Once reserved for the young and rebellious, the practice has been adopted by trendy teens everywhere and even professionals are sporting studs and rings in various parts of their anatomy.
In the USA, which seems to dictate British trends, the number of women having their bodies pierced quadrupled between 1960 and 1980, and there is every indication that the fashion is increasing in popularity.
But 35-year-old Dr Jennifer Higham, a medical microbiologist who became interested in piercing through her involvement with the Health and Safety Executive, says it carries serious risks.
"Body piercers are doing a surgical procedure but they don't have the background training," she says.
"You have people going in off the street and expecting things will be all right but there is documented literature that states one practitioner infected 30 people with Hepatitis B over two months."
One survey of GPs found that up to 50 per cent of people who had had piercings later needed medical attention and 95 per cent of the GPs had seen patients with complications following piercings.
Dr Higham reels off potential adverse effects ranging from warts to serious infections such as HIV, Hepatitis B and C, toxic shock syndrome, liver cirrhosis and herpes.
While premises offering ear piercing can be monitored by local authorities under the Local Government Miscellaneous Provisions Act, this does not cover body piercing.
Practitioners themselves have some protection under the Health and Safety at Work Act but businesses carrying out body piercing exclusively can escape vetting.
This legal loophole worries Dr Higham. "The lack of legislation concerns me greatly. At some point, I do believe there will be legislation that covers this because the numbers of piercings is rising but, unfortunately, the way the law is at the moment, it doesn't cover many of the places where body piercing is carried out."
According to Dr Higham, many practitioners operate dangerously out of ignorance rather than ill intent.
A request by a company that wanted to avoid this prompted her to devise tailor-made safety guidelines. These covered everything from which needles should be used to who should be allowed to have a piercing.
But Dr Higham was still not satisfied that staff and customers' safety would be assured.
"I didn't feel it was adequate that they operated blindly so I offered them a training course," she says. By doing that, they gained an understanding of the reasons why the procedures were in place."
Over several sessions, Dr Higham taught every member of staff involved in body piercing microbiology basics that were relevant to their job.
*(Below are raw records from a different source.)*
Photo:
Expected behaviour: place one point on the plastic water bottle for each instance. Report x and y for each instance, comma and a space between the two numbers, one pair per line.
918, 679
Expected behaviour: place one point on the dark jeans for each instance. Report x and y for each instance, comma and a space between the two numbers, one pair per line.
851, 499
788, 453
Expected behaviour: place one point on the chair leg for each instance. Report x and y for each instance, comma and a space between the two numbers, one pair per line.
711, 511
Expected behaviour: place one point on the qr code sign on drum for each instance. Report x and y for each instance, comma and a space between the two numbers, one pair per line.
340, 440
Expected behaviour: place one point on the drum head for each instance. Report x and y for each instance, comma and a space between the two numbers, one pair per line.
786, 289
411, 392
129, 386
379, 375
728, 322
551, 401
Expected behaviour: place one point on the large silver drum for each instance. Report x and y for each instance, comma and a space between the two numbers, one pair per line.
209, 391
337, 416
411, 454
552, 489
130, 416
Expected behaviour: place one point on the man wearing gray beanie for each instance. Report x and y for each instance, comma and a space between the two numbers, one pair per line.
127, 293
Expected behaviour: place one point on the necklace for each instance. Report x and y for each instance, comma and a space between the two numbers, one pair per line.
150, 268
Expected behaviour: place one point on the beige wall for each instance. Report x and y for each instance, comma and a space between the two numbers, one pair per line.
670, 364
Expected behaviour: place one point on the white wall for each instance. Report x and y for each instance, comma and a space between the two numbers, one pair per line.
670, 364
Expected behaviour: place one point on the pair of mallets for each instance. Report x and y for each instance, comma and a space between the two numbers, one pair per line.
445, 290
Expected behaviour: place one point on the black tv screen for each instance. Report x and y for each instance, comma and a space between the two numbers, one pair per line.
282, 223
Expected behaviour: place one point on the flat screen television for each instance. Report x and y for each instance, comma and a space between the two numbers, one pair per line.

By the end of the course, the company was confident it was operating under the safest and most hygienic circumstances possible.
Dr Higham is hopeful other body piercing practitioners might follow its lead and seek professional advice.
"A lot of piercers go for piercing training by someone very experienced but they usually don't get training on infection control," she says.
Humanity's time-honoured obsession with adorning itself with rings and studs convinces Dr Higham the practice will endure.
And despite the risks, she is not against it. "What we are doing these days is just absorbing ancient ways back into our culture but for different reasons. There is nothing wrong with it, as long as it is done in a safe manner."
Dr Higham recommends anyone who wants to get pierced should find out how equipment is sterilised and what safety guarantees are given.
"It would become immediately obvious with a few simple questions if the piercer knows what they are doing," she says.
But she acknowledges that until the law recognises body piercing for the risky procedure it is, people will continue to entrust their health to those ill qualified to protect it.